Joe Hockey on budget night (Photo: Getty)

New laws regulating foreign investment in Australia have been introduced to Parliament by Treasurer Joe Hockey.

The Foreign Acquisitions and Takeovers Legislation Amendment Bill grants more power to the Australian Tax Office (ATO), the Foreign Investment Review Board (FIRB) and the government when it comes to enforcing foreign investor rules.

Three will be a “self-report” period between now and November 30, where those in breach of the investment rules can receive a reduced penalty. The new reforms should come into play from December 1.

As a result of self-reporting, Hockey has issued 7 divestment orders for six illegally-held properties.

Hockey says there will be increased scrutiny around foreign investment in both agriculture and residential real estate.

From December there will be a $55 million threshold for direct interests in agribusinesses.

Since March the screening threshold for foreign purchases of agricultural land has been lowered from $252 million to $15 million based on the cumulative value of agricultural land owned by that investor.

“Australians can have confidence that investments into agriculture will be scrutinised to ensure that they are not contrary to the national interest,” Hockey said.

Under the new legislation, criminal penalties will be increased to $135,000 from $90,000 for individuals and will be supplemented by civil pecuniary penalties and infringement notices for less serious breaches of the residential real estate rules.

Knowingly assisting a foreign investor breach the rules could also open third parties such as real estate agents, migration agents, conveyancers and lawyers up to both civil and criminal penalties.

Investors acquiring a stake of less than 20% will no longer need foreign investment approval.

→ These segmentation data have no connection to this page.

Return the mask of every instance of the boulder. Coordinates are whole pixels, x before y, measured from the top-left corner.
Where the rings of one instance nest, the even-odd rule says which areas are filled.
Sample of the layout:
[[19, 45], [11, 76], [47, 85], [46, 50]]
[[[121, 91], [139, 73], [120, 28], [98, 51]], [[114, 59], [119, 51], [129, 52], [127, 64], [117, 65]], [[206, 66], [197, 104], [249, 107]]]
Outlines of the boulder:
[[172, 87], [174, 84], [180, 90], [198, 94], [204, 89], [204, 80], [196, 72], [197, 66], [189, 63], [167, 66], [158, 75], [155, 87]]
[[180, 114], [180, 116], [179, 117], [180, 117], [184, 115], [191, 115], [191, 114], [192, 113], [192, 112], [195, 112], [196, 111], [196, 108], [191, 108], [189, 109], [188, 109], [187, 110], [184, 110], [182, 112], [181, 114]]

The substantial interest threshold was previously 15%.

Hockey has also allocated $47.5 million over four years to the ATO to fund compliance and enforcement of the new rules.

“The ATO has the capacity to cover more than 600 million transactions annually through its sophisticated data matching programs,” Hockey said.

The bill also transfers the cost of enforcing foreign investors away from taxpayers by charging a fee of $5,000 for residential or agricultural deals valued below $1 million. Higher fees will apply to more expensive residential and agricultural properties as well as commercial real estate and business applications.

In July the government established a register of foreign ownership of agricultural land. All existing holdings must be registered with the ATO by the end of the year and any new interests registered within 30 days.

The federal government is also working with the states and territories to use their land titles data to expand the register in the future.